How are you actually running Codex at scale? Worktrees are theoretically perfect and practically painful. What's your setup?
Been running 4 to 6 Codex agents concurrently and I still haven't found a clean architecture. Wanted to ask how others are doing it.
The worktree trap
Worktrees sound ideal. Each agent gets isolation, you're not stomping on each other. But in practice:
Dependencies are missing unless you actively set them up. You have to maintain a mental map of what's merged to main and what isn't. You spot a bug running your main branch product but is that bug also present in the worktrees? Who knows. You spot a bug inside a worktree (for example testing a Telegram bot there) and now you can't branch off main, you have to branch from that worktree, which means that fix has to get merged back through an extra hop before it reaches main.

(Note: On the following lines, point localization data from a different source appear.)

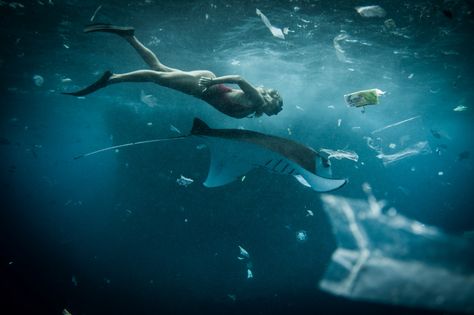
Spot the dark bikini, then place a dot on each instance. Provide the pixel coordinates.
(217, 96)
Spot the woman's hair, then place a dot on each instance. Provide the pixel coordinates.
(273, 102)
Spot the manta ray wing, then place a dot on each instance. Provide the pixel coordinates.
(235, 152)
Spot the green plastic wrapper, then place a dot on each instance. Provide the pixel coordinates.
(363, 98)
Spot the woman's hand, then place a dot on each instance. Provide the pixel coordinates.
(205, 83)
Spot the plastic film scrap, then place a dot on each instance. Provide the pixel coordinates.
(388, 258)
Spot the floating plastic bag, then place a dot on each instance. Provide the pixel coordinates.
(387, 258)
(277, 32)
(363, 98)
(371, 11)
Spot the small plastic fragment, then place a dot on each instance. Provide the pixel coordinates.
(363, 98)
(371, 11)
(38, 80)
(184, 181)
(277, 32)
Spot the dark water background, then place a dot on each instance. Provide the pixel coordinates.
(114, 233)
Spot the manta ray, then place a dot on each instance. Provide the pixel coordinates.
(235, 152)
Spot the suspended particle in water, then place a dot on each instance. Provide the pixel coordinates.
(301, 236)
(38, 80)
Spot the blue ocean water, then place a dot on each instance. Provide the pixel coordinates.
(115, 233)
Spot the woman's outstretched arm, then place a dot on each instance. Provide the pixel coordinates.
(246, 87)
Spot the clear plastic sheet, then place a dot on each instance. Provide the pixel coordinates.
(388, 258)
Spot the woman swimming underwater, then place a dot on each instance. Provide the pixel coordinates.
(203, 84)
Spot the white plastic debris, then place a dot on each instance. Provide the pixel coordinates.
(95, 13)
(38, 80)
(249, 274)
(243, 252)
(395, 124)
(341, 154)
(341, 53)
(301, 236)
(148, 99)
(301, 180)
(423, 268)
(174, 129)
(420, 148)
(371, 11)
(74, 281)
(460, 108)
(277, 32)
(184, 181)
(363, 98)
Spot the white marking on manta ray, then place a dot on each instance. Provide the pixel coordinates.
(236, 152)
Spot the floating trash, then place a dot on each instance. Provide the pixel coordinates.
(363, 98)
(340, 154)
(423, 268)
(301, 236)
(249, 274)
(277, 32)
(420, 148)
(341, 53)
(174, 129)
(184, 181)
(371, 11)
(74, 281)
(148, 99)
(395, 124)
(38, 80)
(95, 13)
(243, 252)
(390, 24)
(460, 108)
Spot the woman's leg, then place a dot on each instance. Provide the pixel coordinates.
(148, 56)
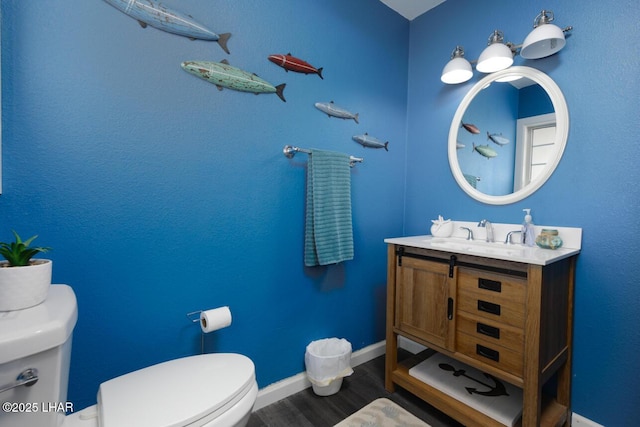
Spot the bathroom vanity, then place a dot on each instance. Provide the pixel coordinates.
(506, 310)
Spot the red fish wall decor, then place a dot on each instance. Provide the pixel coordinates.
(291, 63)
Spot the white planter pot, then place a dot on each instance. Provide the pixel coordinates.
(24, 287)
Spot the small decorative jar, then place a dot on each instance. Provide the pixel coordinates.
(549, 239)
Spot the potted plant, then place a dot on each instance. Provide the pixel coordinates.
(24, 281)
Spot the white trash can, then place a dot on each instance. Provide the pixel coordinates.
(328, 361)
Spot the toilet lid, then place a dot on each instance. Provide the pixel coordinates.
(174, 393)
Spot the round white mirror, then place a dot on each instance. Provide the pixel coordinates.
(508, 135)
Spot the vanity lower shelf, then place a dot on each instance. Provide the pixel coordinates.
(552, 413)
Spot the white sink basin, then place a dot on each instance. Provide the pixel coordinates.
(477, 246)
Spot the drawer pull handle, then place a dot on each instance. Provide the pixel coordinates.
(490, 285)
(489, 307)
(488, 353)
(487, 330)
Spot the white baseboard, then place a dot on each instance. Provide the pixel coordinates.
(580, 421)
(282, 389)
(288, 386)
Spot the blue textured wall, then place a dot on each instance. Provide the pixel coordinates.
(594, 187)
(162, 195)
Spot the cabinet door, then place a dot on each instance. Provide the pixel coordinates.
(425, 297)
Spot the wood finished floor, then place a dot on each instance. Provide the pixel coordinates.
(366, 384)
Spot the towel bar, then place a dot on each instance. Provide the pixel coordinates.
(289, 151)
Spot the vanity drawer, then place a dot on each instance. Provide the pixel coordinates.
(490, 331)
(488, 352)
(492, 296)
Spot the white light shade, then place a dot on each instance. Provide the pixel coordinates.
(545, 40)
(458, 70)
(495, 57)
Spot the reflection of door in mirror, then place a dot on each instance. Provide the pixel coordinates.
(497, 111)
(536, 147)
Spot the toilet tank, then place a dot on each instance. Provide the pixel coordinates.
(37, 338)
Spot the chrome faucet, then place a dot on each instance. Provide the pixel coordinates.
(469, 232)
(487, 225)
(510, 235)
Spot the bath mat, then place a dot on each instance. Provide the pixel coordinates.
(483, 392)
(382, 413)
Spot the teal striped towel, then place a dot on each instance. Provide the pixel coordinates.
(328, 228)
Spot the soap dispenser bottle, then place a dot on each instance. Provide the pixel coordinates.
(528, 234)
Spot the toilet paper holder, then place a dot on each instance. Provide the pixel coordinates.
(195, 319)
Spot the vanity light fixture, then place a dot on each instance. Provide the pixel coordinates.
(545, 40)
(458, 70)
(496, 56)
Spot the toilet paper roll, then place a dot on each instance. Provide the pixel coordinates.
(217, 318)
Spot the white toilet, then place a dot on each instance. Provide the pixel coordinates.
(209, 390)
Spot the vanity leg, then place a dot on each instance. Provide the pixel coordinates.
(564, 373)
(532, 390)
(391, 355)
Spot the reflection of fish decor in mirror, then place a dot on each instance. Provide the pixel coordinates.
(291, 63)
(485, 150)
(224, 75)
(531, 113)
(498, 138)
(369, 141)
(151, 13)
(470, 128)
(332, 110)
(471, 179)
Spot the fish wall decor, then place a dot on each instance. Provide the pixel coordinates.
(332, 109)
(370, 141)
(149, 12)
(485, 150)
(470, 128)
(497, 138)
(291, 63)
(224, 75)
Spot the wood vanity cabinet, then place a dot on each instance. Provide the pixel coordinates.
(509, 319)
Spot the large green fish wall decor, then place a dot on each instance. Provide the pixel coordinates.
(224, 75)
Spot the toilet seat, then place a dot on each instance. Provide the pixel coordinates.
(182, 392)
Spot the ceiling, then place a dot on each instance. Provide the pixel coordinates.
(411, 9)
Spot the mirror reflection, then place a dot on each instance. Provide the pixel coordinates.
(501, 118)
(508, 135)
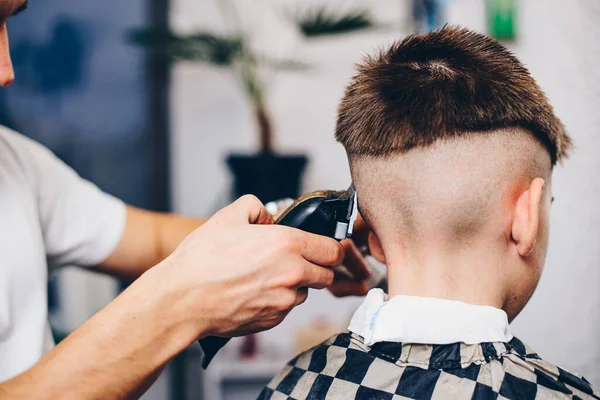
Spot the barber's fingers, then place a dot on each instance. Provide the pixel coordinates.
(354, 261)
(247, 209)
(301, 296)
(321, 250)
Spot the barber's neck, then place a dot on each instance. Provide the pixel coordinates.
(473, 275)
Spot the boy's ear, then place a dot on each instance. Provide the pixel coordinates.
(526, 220)
(375, 247)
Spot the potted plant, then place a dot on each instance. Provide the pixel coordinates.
(267, 174)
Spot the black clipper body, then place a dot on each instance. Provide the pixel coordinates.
(324, 212)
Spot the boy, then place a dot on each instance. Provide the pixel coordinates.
(451, 146)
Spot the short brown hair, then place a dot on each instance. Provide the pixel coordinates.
(440, 85)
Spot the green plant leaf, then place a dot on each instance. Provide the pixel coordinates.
(324, 22)
(199, 46)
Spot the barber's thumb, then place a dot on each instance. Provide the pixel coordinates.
(248, 209)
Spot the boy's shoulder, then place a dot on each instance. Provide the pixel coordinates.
(344, 368)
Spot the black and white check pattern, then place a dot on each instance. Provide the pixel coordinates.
(344, 368)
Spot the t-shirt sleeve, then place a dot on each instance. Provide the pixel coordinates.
(81, 225)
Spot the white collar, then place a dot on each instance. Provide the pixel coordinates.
(411, 319)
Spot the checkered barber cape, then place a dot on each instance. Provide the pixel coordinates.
(344, 368)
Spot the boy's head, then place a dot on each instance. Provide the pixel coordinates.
(451, 145)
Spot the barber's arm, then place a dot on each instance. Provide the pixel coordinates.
(232, 276)
(148, 238)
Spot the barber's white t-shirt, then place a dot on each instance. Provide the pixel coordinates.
(49, 217)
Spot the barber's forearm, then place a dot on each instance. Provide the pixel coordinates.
(109, 357)
(148, 238)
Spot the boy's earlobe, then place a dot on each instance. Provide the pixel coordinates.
(375, 247)
(527, 217)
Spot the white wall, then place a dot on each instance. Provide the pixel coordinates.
(210, 118)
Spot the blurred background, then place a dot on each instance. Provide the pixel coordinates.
(181, 105)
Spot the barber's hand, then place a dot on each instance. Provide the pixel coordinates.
(353, 283)
(235, 275)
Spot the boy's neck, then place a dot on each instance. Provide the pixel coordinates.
(473, 277)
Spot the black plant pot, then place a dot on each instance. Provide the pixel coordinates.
(268, 176)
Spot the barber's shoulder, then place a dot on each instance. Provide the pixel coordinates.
(24, 158)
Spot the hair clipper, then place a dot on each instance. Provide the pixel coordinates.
(323, 212)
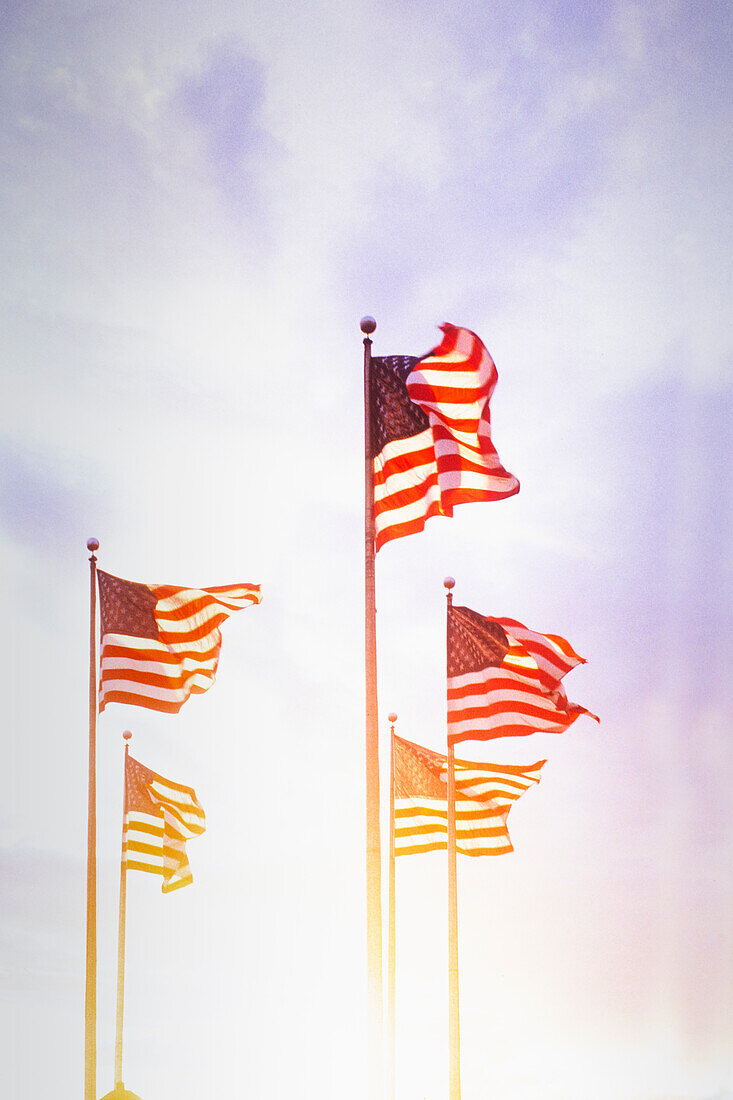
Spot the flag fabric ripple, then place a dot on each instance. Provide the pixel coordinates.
(484, 793)
(160, 816)
(431, 435)
(160, 642)
(517, 695)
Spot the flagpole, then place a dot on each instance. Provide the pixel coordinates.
(90, 993)
(374, 1025)
(392, 928)
(121, 928)
(453, 1018)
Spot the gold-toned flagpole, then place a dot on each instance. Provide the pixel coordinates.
(374, 1024)
(121, 928)
(453, 1016)
(392, 930)
(90, 994)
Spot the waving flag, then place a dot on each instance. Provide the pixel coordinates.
(431, 435)
(160, 816)
(160, 642)
(518, 694)
(484, 793)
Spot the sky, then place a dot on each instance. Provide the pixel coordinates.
(198, 204)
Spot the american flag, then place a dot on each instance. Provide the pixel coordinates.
(160, 816)
(431, 435)
(484, 793)
(160, 642)
(518, 694)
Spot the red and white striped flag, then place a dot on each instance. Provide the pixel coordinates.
(160, 642)
(512, 695)
(160, 816)
(431, 435)
(484, 793)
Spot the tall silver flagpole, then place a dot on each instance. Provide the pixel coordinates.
(453, 1018)
(392, 931)
(90, 992)
(374, 1024)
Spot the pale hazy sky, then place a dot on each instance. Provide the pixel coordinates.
(198, 204)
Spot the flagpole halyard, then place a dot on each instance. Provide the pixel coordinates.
(90, 991)
(374, 1009)
(392, 930)
(453, 1016)
(121, 927)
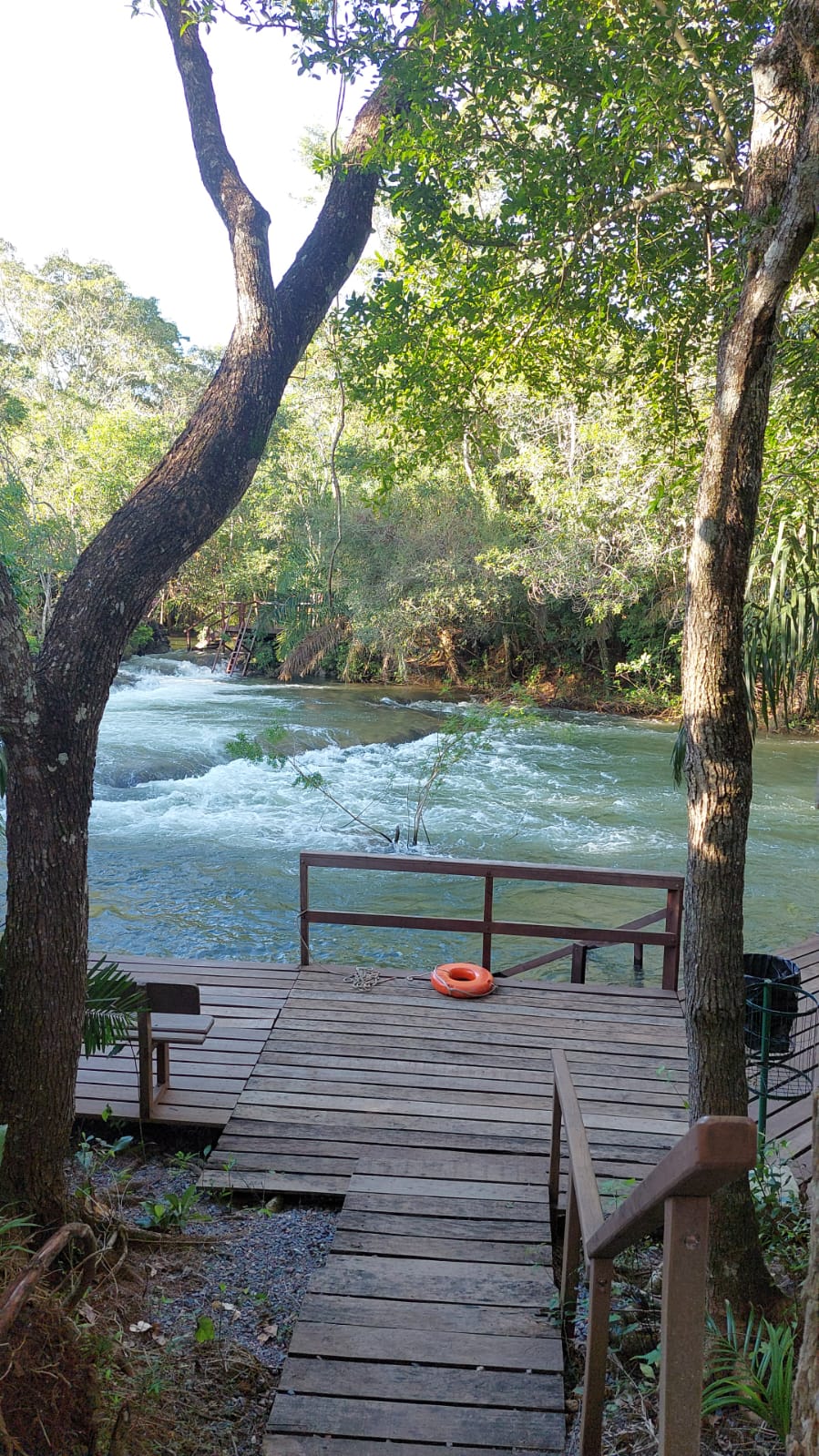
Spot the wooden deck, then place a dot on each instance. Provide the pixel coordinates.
(427, 1329)
(349, 1069)
(242, 996)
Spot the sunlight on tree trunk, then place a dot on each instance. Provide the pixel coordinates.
(782, 197)
(51, 705)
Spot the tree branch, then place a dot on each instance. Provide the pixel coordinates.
(343, 228)
(245, 219)
(729, 148)
(17, 689)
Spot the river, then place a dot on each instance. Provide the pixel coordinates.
(196, 853)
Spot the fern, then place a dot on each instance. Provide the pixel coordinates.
(755, 1375)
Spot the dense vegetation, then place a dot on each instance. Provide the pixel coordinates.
(539, 541)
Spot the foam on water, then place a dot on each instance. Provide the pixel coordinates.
(196, 853)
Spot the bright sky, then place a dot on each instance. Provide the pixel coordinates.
(97, 156)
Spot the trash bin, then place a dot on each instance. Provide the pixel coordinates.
(782, 1003)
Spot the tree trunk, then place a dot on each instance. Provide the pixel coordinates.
(782, 185)
(804, 1416)
(51, 705)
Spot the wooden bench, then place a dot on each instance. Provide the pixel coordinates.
(172, 1018)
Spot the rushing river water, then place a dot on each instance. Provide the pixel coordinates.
(196, 853)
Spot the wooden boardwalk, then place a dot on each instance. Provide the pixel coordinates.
(429, 1327)
(350, 1067)
(242, 996)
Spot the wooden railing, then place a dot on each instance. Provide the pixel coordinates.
(580, 938)
(675, 1194)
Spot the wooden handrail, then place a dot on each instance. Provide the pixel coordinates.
(487, 926)
(713, 1154)
(677, 1191)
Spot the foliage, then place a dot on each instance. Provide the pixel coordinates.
(782, 625)
(172, 1210)
(752, 1373)
(784, 1220)
(112, 1002)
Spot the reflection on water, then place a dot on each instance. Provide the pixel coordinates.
(192, 853)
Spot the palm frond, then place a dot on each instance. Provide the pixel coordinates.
(753, 1375)
(782, 627)
(112, 1002)
(309, 651)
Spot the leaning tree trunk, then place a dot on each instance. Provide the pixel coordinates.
(783, 191)
(51, 705)
(804, 1416)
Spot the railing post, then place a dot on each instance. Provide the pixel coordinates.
(487, 948)
(570, 1257)
(682, 1322)
(578, 954)
(554, 1151)
(600, 1274)
(303, 906)
(671, 952)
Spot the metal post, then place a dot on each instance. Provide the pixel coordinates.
(554, 1155)
(570, 1258)
(303, 906)
(578, 954)
(487, 948)
(764, 1064)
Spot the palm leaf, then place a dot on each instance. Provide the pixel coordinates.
(112, 1002)
(309, 651)
(755, 1375)
(782, 626)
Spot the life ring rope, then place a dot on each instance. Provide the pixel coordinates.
(462, 979)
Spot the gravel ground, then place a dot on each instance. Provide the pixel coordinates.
(201, 1310)
(241, 1264)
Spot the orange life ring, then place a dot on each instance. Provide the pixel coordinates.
(462, 979)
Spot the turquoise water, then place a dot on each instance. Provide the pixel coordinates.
(194, 853)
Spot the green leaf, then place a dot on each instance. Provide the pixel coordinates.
(204, 1331)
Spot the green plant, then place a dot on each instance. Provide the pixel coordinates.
(174, 1210)
(783, 1219)
(755, 1375)
(140, 636)
(112, 1002)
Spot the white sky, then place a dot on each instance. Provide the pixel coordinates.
(97, 156)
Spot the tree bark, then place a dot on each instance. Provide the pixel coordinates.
(51, 705)
(804, 1439)
(782, 199)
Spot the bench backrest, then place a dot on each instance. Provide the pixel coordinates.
(172, 998)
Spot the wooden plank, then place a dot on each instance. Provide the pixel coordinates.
(382, 1380)
(393, 1420)
(439, 1280)
(289, 1445)
(386, 1343)
(425, 1315)
(437, 1247)
(469, 1230)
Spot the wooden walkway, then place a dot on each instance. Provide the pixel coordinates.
(429, 1331)
(242, 996)
(350, 1067)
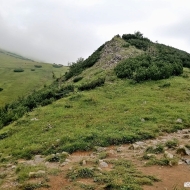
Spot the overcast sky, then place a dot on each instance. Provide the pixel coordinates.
(60, 31)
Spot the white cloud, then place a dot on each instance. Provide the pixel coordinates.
(61, 31)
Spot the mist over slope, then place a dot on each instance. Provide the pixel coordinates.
(20, 76)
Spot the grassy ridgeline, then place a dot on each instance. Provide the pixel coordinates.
(117, 113)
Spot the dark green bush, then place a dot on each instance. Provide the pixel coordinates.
(144, 67)
(38, 66)
(57, 65)
(18, 70)
(76, 79)
(13, 111)
(92, 85)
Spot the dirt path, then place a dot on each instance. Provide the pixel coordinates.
(170, 176)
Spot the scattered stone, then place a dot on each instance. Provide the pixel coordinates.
(150, 155)
(140, 143)
(112, 151)
(119, 149)
(183, 150)
(187, 161)
(39, 173)
(180, 162)
(84, 162)
(38, 159)
(65, 153)
(67, 160)
(179, 120)
(34, 119)
(13, 167)
(100, 149)
(103, 164)
(187, 151)
(64, 163)
(168, 155)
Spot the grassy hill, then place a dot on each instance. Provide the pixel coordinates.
(15, 84)
(104, 109)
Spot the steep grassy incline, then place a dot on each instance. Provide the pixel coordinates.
(118, 112)
(95, 108)
(34, 76)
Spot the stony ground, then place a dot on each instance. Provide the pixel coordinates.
(145, 155)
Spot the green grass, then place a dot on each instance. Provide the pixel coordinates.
(123, 175)
(17, 84)
(107, 115)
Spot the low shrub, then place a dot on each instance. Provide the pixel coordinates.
(155, 149)
(13, 111)
(172, 143)
(144, 67)
(18, 70)
(92, 85)
(76, 79)
(57, 65)
(38, 66)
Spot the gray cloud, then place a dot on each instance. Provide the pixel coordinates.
(61, 31)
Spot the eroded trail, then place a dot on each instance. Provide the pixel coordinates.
(167, 158)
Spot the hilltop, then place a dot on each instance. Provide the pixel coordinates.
(123, 108)
(20, 76)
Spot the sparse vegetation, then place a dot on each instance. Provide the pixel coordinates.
(172, 143)
(76, 79)
(38, 66)
(144, 67)
(77, 67)
(13, 111)
(19, 70)
(57, 65)
(92, 84)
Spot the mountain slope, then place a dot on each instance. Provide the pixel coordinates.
(15, 84)
(113, 111)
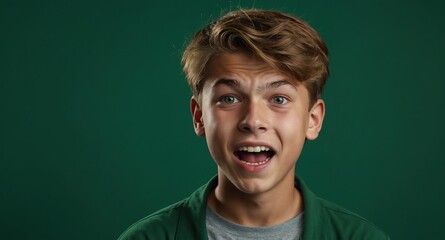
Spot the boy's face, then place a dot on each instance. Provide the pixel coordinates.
(255, 121)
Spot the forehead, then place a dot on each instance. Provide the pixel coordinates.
(241, 65)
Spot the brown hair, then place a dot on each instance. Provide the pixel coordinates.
(285, 42)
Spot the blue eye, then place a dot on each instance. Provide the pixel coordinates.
(228, 99)
(280, 100)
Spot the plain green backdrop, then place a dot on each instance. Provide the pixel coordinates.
(95, 129)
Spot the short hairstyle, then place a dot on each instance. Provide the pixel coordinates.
(285, 42)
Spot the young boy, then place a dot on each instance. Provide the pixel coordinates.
(257, 78)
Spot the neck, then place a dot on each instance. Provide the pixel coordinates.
(277, 205)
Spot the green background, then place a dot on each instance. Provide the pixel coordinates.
(95, 130)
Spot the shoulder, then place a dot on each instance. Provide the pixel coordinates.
(159, 225)
(344, 223)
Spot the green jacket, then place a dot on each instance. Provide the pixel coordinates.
(186, 220)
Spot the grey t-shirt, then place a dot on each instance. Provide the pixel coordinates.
(219, 228)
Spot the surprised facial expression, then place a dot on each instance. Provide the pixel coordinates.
(255, 121)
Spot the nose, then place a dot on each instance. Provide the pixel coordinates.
(253, 118)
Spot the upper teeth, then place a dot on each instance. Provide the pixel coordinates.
(253, 149)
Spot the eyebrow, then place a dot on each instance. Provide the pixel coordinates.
(228, 82)
(278, 83)
(235, 84)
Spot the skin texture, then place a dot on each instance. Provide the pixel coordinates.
(245, 102)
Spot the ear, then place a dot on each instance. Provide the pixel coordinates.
(198, 123)
(316, 116)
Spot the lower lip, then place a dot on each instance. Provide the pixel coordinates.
(252, 168)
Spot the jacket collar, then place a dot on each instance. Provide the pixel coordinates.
(192, 225)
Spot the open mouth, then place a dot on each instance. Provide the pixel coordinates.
(254, 155)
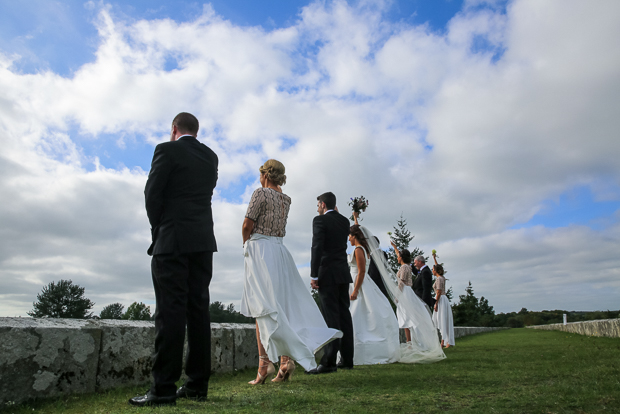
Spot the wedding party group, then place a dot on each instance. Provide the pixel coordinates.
(355, 323)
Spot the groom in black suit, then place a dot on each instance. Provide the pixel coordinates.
(329, 271)
(423, 283)
(178, 203)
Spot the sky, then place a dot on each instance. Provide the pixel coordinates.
(490, 126)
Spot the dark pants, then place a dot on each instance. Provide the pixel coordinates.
(181, 284)
(335, 307)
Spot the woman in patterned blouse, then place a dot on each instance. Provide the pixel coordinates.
(289, 324)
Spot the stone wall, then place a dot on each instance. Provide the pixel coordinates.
(51, 357)
(602, 327)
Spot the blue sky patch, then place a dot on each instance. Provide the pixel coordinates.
(575, 207)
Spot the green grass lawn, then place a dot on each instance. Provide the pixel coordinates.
(512, 371)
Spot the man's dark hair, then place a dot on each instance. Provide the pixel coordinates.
(186, 123)
(329, 199)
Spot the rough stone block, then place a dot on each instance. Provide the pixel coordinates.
(602, 327)
(126, 353)
(46, 358)
(246, 349)
(222, 347)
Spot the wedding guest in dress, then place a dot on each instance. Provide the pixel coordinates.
(178, 204)
(423, 344)
(375, 326)
(289, 324)
(442, 317)
(374, 274)
(423, 283)
(405, 278)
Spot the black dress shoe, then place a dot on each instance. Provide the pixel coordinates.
(322, 369)
(151, 400)
(185, 392)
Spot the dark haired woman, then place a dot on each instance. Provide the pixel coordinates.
(288, 321)
(375, 326)
(442, 317)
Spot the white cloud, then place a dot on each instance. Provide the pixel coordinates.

Scale this to 6 agents and the coordination overhead alone starts eating your throughput. I have a main branch and a consumer branch, so some PRs go to main, some to consumer and now it gets genuinely messy.
What I've tried
One orchestrator agent running in a tmux session, inside a worktree. It spawns sub agents into new tmux panes via the CLI, sometimes giving them their own worktrees, sometimes running them in the same one.
Promising in theory. Annoying in practice.
Where I'm converging
One integrator agent in a single worktree. All sub agents it spawns run inside that same worktree. One level of isolation. Ship PRs directly from there to main or consumer. No nested worktree graph to untangle.
Saw Peter Steinberger mention he doesn't use worktrees at all and I'm starting to understand why. With one worktree you get clarity. With six, you spend half your mental cycles just keeping the map in your head and the whole point of running agents is to offload cognitive load, not add it.
The session length problem
Something else I've been wondering about. When Codex finds a bug and fixes it, then immediately surfaces another issue, do you keep going in that same session or do you spin up a fresh one?
My experience is that the longer a session runs the worse the output gets. Context bloat makes the model noticeably slower and dumber. What should be a quick precise fix turns into the agent going in circles or making weird choices. At some point the session just becomes unusable.
So the question becomes: one long session per task, or short focused sessions per bug, even if that means more context setup overhead? And does your answer change depending on whether you're using worktrees or not?
What's your setup?
How are you running multi agent Codex in practice? Pure main branch, worktrees, tmux orchestration, something else entirely? Especially curious if anyone's found a clean solution for concurrent agents plus multiple target branches plus keeping sessions tight enough to stay useful.